• low birth weight;
  • minority health;
  • prenatal care

ABSTRACT Objectives: The aim of this study was to compare the risk factors in women who delivered an infant of low birth weight (LBW, <2,500 g) versus women who delivered an infant weighing >2,500 g in a large metropolitan county (Bexar) in South Texas.

Design: An exploratory case comparison design was used to identify factors related to LBW outcomes in women receiving prenatal care.

Sample: The cases were obtained from community hospitals. A stratified random sample was selected from a population of 38,064 infant births, of which 2,910 were identified as LBW. The final sample size was N=321 (<2,500 g, n=151; ≥2,500 g, n=170).

Measurements: Dependent variable of infant birth weight; independent variables of maternal age, maternal race/ethnicity, education, smoking, prior pregnancy history, timing of and number of prenatal visits, prepregnancy body mass index and weight gain during pregnancy, and past medical history and medical problems during pregnancy.

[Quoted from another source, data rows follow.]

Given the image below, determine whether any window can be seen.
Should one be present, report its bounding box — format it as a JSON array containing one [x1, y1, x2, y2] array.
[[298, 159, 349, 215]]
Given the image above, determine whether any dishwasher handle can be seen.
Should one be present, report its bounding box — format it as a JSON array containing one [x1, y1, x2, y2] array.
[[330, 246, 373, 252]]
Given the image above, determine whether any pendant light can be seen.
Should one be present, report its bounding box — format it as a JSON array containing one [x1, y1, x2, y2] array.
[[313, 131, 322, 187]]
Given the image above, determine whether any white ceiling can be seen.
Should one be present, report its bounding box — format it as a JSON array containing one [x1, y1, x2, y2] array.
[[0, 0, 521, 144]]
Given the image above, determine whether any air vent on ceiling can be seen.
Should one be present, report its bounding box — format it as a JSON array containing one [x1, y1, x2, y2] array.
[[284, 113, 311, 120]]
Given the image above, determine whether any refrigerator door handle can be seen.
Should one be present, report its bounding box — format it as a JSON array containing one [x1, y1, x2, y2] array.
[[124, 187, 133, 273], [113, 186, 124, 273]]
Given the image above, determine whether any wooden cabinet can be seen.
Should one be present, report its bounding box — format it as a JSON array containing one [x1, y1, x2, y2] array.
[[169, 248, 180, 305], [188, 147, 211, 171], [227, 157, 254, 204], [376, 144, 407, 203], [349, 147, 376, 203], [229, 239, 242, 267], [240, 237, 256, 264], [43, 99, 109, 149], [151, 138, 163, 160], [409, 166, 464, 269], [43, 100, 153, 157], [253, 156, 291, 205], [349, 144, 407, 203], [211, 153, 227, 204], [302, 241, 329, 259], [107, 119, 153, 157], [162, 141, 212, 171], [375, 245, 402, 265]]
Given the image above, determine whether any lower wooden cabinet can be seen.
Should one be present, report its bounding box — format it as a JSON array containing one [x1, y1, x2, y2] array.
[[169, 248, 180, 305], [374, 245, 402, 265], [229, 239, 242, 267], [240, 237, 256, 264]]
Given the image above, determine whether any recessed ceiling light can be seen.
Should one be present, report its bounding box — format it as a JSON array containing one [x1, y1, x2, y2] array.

Results: Independent variables found to be predictive of LBW in this study included maternal race/ethnicity, timing of first prenatal visit, number of prenatal visits, prior pregnancy history, and maternal weight gain.

Conclusions: This study confirmed previous findings that African American women are at a higher risk for LBW deliveries and demonstrated that Anglo and Hispanic women have similar rates of LBW deliveries.